I remember that summer of 2003 when the Enron scandal was discovered. I
have a picture in my mind from the television news: A well-dressed,
fit-looking man in a dark suit with a perfect purple tie and a great
haircut is standing next to a police cruiser.
His hands were cuffed behind his back. I remember being surprised by
the look on his face. It wasn’t the hot look of anger and he wasn’t
looking down because he was embarrassed.
He stared directly at the camera with a look that mixed astonishment with total shock.
I could tell that he really didn’t have a clue what he’d done wrong,
because all he had ever done was make money for his company, which is
what he’d always been taught to do. In a way, I felt sorry for him.
Eric left me with a lot to think about and a lot to read. I now have a
stack of articles by Robert Hinkley, a corporate attorney who left his
practice to promote his Code for Corporate Citizenship. Hinkley writes
in the Multinational Monitor that
The cause of most corporate abuse is no secret. The thing that keeps
greenhouse gases pouring out of smokestacks and tailpipes is the same
thing that results in vendors of designer sneakers paying Third World
children less than a dollar an hour.
It’s also the same thing that keeps tobacco companies marketing their
products to children, fast food companies paying less than living wage
and meat packing companies maintaining dangerous working conditions.

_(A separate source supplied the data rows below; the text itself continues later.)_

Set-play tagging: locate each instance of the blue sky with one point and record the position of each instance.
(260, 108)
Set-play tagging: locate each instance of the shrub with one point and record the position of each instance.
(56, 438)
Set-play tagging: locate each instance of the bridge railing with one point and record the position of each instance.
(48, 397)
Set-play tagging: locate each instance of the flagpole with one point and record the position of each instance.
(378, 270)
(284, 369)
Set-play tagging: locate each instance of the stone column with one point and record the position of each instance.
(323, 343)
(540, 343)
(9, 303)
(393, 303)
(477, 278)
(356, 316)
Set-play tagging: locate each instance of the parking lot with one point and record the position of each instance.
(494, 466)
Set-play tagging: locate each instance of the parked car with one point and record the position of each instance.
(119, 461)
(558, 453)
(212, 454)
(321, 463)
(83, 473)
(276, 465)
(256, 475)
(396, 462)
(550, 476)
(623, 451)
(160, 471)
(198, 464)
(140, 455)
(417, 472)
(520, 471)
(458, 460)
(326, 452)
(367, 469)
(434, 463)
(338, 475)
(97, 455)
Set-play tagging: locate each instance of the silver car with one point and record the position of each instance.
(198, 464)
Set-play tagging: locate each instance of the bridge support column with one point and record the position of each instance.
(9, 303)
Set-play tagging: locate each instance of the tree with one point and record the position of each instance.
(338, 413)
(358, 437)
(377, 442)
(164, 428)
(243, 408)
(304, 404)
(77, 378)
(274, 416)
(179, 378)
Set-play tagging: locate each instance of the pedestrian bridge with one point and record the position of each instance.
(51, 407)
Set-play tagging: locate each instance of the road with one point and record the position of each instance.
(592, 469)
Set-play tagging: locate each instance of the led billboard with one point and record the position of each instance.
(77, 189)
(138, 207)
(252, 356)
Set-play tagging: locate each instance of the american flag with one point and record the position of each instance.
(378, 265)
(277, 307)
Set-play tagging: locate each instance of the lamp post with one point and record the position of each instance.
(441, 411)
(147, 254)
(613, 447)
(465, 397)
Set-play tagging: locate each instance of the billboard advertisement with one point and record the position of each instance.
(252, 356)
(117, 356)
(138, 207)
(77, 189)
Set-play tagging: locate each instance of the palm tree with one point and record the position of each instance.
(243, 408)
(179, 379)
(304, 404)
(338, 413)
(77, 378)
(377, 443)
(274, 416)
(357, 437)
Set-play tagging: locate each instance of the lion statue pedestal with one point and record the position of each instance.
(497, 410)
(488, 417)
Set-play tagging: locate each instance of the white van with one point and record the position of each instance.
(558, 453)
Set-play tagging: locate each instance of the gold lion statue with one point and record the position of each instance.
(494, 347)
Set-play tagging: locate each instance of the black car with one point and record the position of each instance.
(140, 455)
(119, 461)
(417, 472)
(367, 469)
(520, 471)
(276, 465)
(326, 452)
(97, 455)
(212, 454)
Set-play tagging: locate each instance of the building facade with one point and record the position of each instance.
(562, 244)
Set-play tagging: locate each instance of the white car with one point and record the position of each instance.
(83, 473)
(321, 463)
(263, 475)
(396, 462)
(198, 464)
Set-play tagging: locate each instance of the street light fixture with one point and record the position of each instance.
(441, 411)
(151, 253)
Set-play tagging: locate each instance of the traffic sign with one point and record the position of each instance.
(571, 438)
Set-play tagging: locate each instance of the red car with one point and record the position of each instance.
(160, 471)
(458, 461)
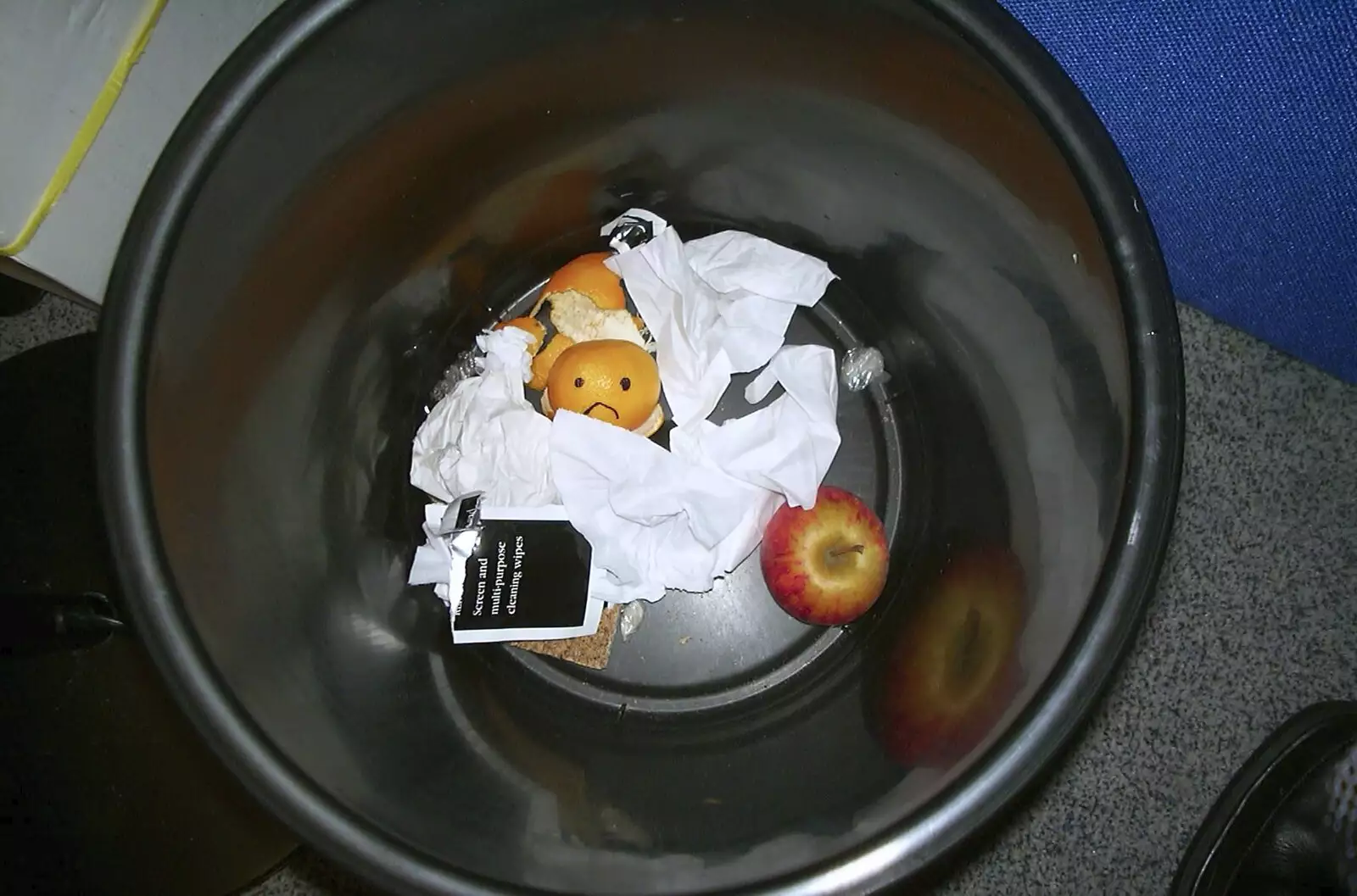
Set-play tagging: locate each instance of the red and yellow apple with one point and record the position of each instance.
(825, 565)
(954, 667)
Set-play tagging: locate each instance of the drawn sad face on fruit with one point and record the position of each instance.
(608, 380)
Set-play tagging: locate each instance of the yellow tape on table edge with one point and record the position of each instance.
(88, 128)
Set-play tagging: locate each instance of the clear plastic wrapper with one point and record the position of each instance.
(862, 368)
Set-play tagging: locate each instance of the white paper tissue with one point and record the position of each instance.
(683, 518)
(485, 436)
(717, 305)
(657, 518)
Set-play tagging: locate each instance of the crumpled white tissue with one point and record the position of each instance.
(716, 305)
(485, 436)
(434, 559)
(682, 518)
(656, 518)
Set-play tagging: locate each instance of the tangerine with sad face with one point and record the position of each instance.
(608, 380)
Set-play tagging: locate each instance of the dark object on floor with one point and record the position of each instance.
(17, 296)
(1282, 827)
(106, 787)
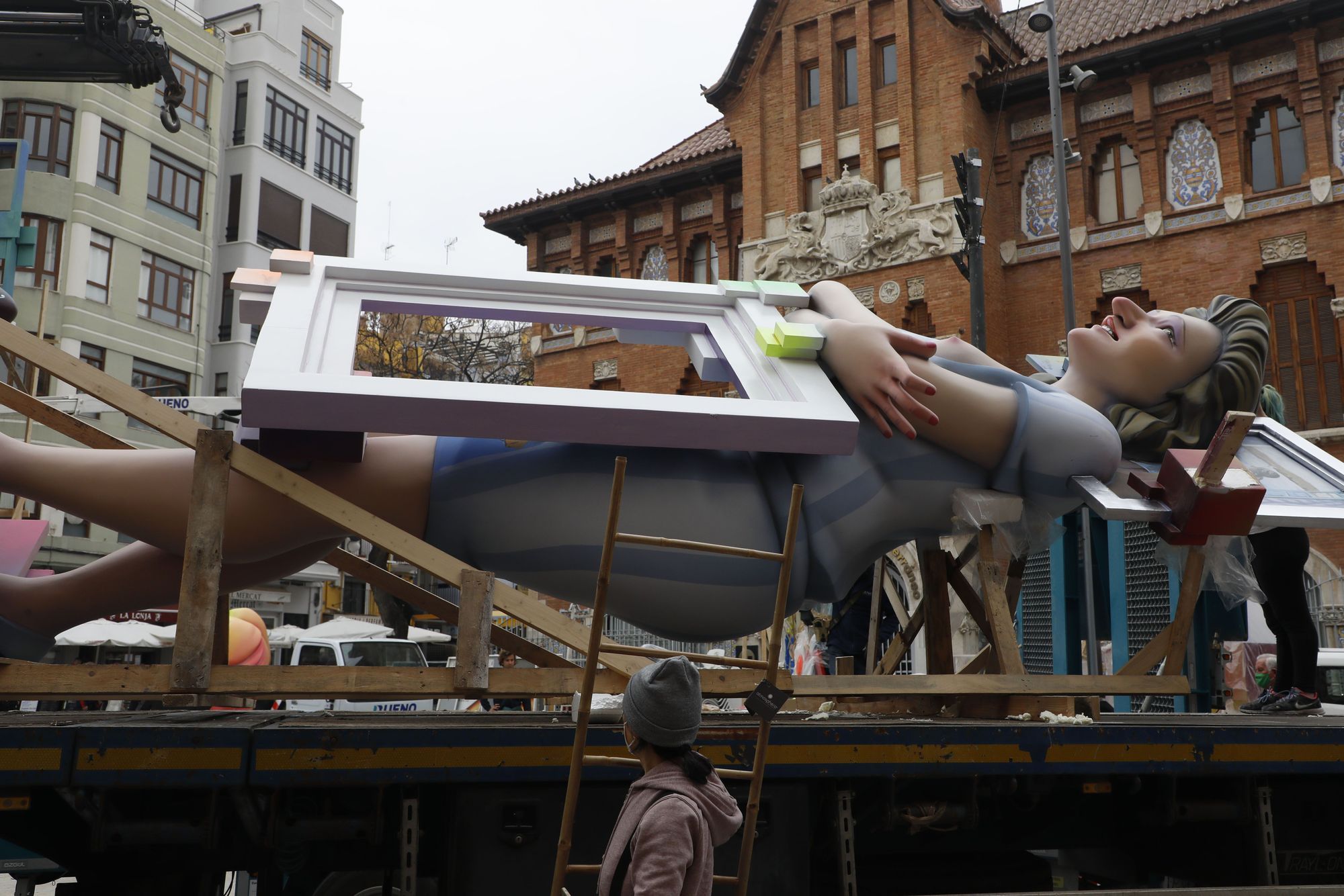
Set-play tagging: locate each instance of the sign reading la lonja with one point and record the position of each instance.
(153, 617)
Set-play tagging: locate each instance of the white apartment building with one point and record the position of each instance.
(140, 230)
(290, 154)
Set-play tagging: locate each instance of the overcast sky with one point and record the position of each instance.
(470, 107)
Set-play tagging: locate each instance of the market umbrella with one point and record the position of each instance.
(347, 629)
(427, 636)
(116, 635)
(286, 636)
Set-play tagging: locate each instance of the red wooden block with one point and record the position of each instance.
(1200, 512)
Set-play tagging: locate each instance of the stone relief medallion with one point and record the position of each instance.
(857, 229)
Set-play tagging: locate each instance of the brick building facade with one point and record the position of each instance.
(1212, 162)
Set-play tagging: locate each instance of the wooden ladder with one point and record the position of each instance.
(772, 670)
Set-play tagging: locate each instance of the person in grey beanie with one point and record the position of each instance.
(675, 815)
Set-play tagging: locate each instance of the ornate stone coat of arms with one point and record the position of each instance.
(857, 229)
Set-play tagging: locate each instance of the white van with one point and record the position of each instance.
(358, 652)
(1330, 680)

That thing is the dedication of the corporation to the pursuit of
profit.
The law stating that the purpose of a corporation is to make money is
called the doctrine of shareholder primacy. Hinkley believes in adding
28 words to the law of shareholder primacy.
His new Code for Corporate Citizenship would then read, “the purpose of
this corporation is to make money, but not at the expense of the
environment, human rights, the public health or safety, the communities
in which the corporation operates, or the dignity of its employees.”
I hold a strong belief that people, given the right choices, are more
likely to do what’s right. Corporations have the same rights as
individuals. Corporations are comprised of people.
Imagine a future where corporations are no longer required to make
profits regardless of the cost to society, and those in charge begin to
make the right choices. Business – corporate America – could become the
lever that moves and saves the world.